K. K. : J’ai signé la pétition qui a circulé à cette occasion comme j’avais signé une pétition de soutien au mouvement contre les centrales nucléaires. L’ennui, et c’est peut-être la différence avec la France, est que je me demande à quoi vont servir ces pétitions. Quelle sera leur influence ? Yamada Yôji s’est en effet mobilisé, mais son appel reste assez vain pour le moment. Il n’atteint pas la sphère politique à vrai dire. Je suis un peu embêté. Je me rends bien compte que je suis dans une situation où je ne sais pas ce qu’il faut faire pour aider le Japon en tant que réalisateur, mais aussi en tant que citoyen. J’ai conscience que ne pas savoir ce qu’il faut faire est insuffisant.
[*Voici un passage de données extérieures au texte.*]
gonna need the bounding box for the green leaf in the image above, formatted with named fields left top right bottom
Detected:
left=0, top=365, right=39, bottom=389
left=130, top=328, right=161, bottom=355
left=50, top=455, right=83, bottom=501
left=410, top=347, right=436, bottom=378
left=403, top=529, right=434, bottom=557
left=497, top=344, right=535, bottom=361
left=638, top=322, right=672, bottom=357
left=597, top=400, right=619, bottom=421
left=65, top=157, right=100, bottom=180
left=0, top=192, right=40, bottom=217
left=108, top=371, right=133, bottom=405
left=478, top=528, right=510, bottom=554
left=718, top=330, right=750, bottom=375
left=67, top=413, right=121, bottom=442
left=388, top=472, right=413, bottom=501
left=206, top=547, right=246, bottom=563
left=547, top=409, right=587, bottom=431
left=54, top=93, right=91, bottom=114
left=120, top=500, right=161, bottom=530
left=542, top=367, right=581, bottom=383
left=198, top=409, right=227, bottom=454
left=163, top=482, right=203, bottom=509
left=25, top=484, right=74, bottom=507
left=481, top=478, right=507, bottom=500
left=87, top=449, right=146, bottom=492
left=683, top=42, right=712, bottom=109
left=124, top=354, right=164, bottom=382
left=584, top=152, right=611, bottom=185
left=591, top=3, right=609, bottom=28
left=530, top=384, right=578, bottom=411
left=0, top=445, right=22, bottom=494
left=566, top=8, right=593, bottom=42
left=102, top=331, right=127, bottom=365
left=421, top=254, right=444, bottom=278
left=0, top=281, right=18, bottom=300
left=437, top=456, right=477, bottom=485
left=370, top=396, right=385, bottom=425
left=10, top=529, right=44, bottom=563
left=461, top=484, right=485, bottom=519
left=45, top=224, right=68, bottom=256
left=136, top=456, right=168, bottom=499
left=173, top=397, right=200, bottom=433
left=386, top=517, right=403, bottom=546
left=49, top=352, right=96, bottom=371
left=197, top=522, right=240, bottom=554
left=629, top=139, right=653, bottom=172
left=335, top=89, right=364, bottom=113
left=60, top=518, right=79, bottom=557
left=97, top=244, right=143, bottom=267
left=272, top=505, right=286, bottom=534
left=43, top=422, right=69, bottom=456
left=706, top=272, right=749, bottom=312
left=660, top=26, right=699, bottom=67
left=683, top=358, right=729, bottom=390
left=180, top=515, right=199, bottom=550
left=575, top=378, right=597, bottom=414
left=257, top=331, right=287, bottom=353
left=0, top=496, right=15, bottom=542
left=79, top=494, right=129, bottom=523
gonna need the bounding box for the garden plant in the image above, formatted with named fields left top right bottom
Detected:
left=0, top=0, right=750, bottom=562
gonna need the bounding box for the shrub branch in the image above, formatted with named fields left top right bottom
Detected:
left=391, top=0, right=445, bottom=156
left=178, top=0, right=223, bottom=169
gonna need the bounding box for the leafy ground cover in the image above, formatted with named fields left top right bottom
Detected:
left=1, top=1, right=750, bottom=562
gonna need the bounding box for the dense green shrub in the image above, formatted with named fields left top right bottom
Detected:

En même temps, je ne saisis pas encore quels sont les moyens que nous allons pouvoir mobiliser pour faire évoluer ces différentes causes. Pour l’instant, j’en suis au point de dresser un constat.
Propos recueillis par Odaira Namihei
CRITIQUE : Un fantastique voyage
Depuis que la chaîne de télévision Wowow a redonné les moyens à Kurosawa Kiyoshi de faire des films avec Shokuzai, le cinéaste a retrouvé le goût et l’envie d’explorer de nouveaux horizons. Peut-être moins ambitieux sur le plan du scénario qu’avec Tokyo Sonata, le meilleur film japonais des trois dernières décennies, il offre néanmoins avec Real un long métrage envoûtant dans lequel le spectateur se laisse attirer sans aucune résistance. Il y parvient simplement parce qu’il sait susciter sa curiosité. Quand Kôichi se lance dans l’expérience de pénétrer dans le subconscient d’Atsumi, sa compagne, dans le coma depuis sa tentative de suicide, il est impossible de ne pas se laisser entraîner dans ce voyage irréel dont le but est de se reconnecter au réel. Comme à son habitude, le réalisateur joue beaucoup sur les lignes pour exprimer les limites entre la réalité et ce qui n’en relève pas. On sent qu’il prend un réel plaisir à emmener le spectateur dans le monde du rêve. Pour appuyer son propos, il joue sur les couleurs. Entre un univers réel plutôt pâle et froid et celui de l’inconscient très coloré et chaud, on est plutôt tenté par le second. Mais dans la scène finale, Kurosawa corrige le tir. Par la fenêtre de la chambre d’hôpital, le bleu du ciel prend le dessus sur le blanc. Le miracle de l’amour retrouvé.